Missed submissions in latest versions of Java ForkJoinPool

classic Classic list List threaded Threaded
15 messages Options
Reply | Threaded
Open this post in threaded view
|

Missed submissions in latest versions of Java ForkJoinPool

Andriy Plokhotnyuk
Code to reproduce:

        ForkJoinPool e = new ForkJoinPool(1);
        AtomicBoolean b = new AtomicBoolean();
        for (int i = 0; i < 100000; i++) {
            b.set(true);
            e.execute(new Runnable() {
                @Override
                public void run() {
                    b.set(false);
                }
            });
            while (b.get());
        }

It completes successfully on 8u31 or older versions, but hangs up on 8u40 or above.

I have found that first version of FJ pool which fails this test was committed to jsr166 repository at 07.07.2017 with following comment: "Overhaul throttling; other internal refactorings".

Best regards,
Andriy


_______________________________________________
Concurrency-interest mailing list
[hidden email]
http://cs.oswego.edu/mailman/listinfo/concurrency-interest
Reply | Threaded
Open this post in threaded view
|

Re: Missed submissions in latest versions of Java ForkJoinPool

Martin Buchholz-3
I can reproduce this with latest jsr166 CVS.  SSCCE:

import java.util.concurrent.*;
import java.util.concurrent.atomic.*;

public class ForkJoinPoolThrottling {
    public static void main(String[] args) throws Throwable {
        final ForkJoinPool e = new ForkJoinPool(1);
        final AtomicBoolean b = new AtomicBoolean();
        final Runnable setFalse = new Runnable() { public void run() {
            b.set(false);
        }};
        for (int i = 0; i < 100000; i++) {
            b.set(true);
            e.execute(setFalse);
            do {} while (b.get()); // spins forever here
        }
    }
}

It spins with no sign of any pool thread.  I agree this looks like a serious bug.

I can confirm it was introduced by the (scary) change

date: 2014/07/07 18:29:07;  author: dl;  state: Exp;  lines: +1328 -1333
Overhaul throttling; other internal refactorings

Diffs can be obtained using:

TZ=GMT cvs diff -D '2014-07-07 18:25:00' -D '2014-07-07 18:35:00'


On Sun, Apr 19, 2015 at 8:45 AM, Andriy Plokhotnyuk <[hidden email]> wrote:
Code to reproduce:

        ForkJoinPool e = new ForkJoinPool(1);
        AtomicBoolean b = new AtomicBoolean();
        for (int i = 0; i < 100000; i++) {
            b.set(true);
            e.execute(new Runnable() {
                @Override
                public void run() {
                    b.set(false);
                }
            });
            while (b.get());
        }

It completes successfully on 8u31 or older versions, but hangs up on 8u40 or above.

I have found that first version of FJ pool which fails this test was committed to jsr166 repository at 07.07.2017 with following comment: "Overhaul throttling; other internal refactorings".

Best regards,
Andriy


_______________________________________________
Concurrency-interest mailing list
[hidden email]
http://cs.oswego.edu/mailman/listinfo/concurrency-interest



_______________________________________________
Concurrency-interest mailing list
[hidden email]
http://cs.oswego.edu/mailman/listinfo/concurrency-interest
Reply | Threaded
Open this post in threaded view
|

Re: Missed submissions in latest versions of Java ForkJoinPool

Doug Lea
In reply to this post by Andriy Plokhotnyuk

Thanks.
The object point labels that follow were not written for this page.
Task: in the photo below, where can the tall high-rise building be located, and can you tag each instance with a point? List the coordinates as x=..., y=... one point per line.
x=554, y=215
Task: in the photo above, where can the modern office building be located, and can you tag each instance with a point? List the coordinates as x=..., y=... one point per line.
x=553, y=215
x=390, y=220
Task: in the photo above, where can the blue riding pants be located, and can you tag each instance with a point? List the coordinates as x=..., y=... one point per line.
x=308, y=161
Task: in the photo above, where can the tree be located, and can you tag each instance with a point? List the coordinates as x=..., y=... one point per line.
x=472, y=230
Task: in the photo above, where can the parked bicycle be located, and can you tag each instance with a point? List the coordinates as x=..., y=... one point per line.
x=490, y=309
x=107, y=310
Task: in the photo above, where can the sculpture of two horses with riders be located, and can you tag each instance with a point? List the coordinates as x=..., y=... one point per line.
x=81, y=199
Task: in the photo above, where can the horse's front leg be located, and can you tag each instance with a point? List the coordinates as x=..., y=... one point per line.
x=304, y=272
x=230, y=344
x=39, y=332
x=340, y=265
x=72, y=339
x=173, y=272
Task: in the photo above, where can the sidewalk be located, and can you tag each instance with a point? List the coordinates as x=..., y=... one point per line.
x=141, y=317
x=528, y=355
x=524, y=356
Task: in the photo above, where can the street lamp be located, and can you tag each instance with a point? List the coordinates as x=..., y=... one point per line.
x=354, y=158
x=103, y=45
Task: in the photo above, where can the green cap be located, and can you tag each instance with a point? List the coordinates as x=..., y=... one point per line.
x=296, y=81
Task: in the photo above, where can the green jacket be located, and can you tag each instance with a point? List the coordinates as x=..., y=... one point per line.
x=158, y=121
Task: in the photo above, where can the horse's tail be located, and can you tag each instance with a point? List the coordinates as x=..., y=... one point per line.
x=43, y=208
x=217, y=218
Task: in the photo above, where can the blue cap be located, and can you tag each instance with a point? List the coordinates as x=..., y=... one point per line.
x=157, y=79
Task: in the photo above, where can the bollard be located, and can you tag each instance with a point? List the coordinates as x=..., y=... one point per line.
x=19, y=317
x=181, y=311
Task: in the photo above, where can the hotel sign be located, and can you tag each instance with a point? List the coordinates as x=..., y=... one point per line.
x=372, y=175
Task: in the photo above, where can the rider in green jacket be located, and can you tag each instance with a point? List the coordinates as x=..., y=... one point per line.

We are trying to figure out why hotspot is generating some
surprising code for the putOrderedInt intrinsic. In the mean time,
a version with the volatile orderings used previously is committed
and can be run with jsr166.jar at
http://gee.cs.oswego.edu/dl/jsr166/dist/jsr166.jar

-Doug


On 04/19/2015 11:45 AM, Andriy Plokhotnyuk wrote:

> Code to reproduce:
>
>          ForkJoinPool e = new ForkJoinPool(1);
>          AtomicBoolean b = new AtomicBoolean();
>          for (int i = 0; i < 100000; i++) {
>              b.set(true);
>              e.execute(new Runnable() {
>                  @Override
>                  public void run() {
>                      b.set(false);
>                  }
>              });
>              while (b.get());
>          }
>
> It completes successfully on 8u31 or older versions, but hangs up on 8u40 or above.
>
> I have found that first version of FJ pool which fails this test was committed
> to jsr166 repository at 07.07.2017 with following comment: "Overhaul throttling;
> other internal refactorings".
>
> Best regards,
> Andriy
>
>
>
> _______________________________________________
> Concurrency-interest mailing list
> [hidden email]
> http://cs.oswego.edu/mailman/listinfo/concurrency-interest
>

_______________________________________________
Concurrency-interest mailing list
[hidden email]
http://cs.oswego.edu/mailman/listinfo/concurrency-interest
Reply | Threaded
Open this post in threaded view
|

Re: Missed submissions in latest versions of Java ForkJoinPool

Andrew Haley
On 04/20/2015 11:54 AM, Doug Lea wrote:
>
> Thanks. We are trying to figure out why hotspot is generating some
> surprising code for the putOrderedInt intrinsic.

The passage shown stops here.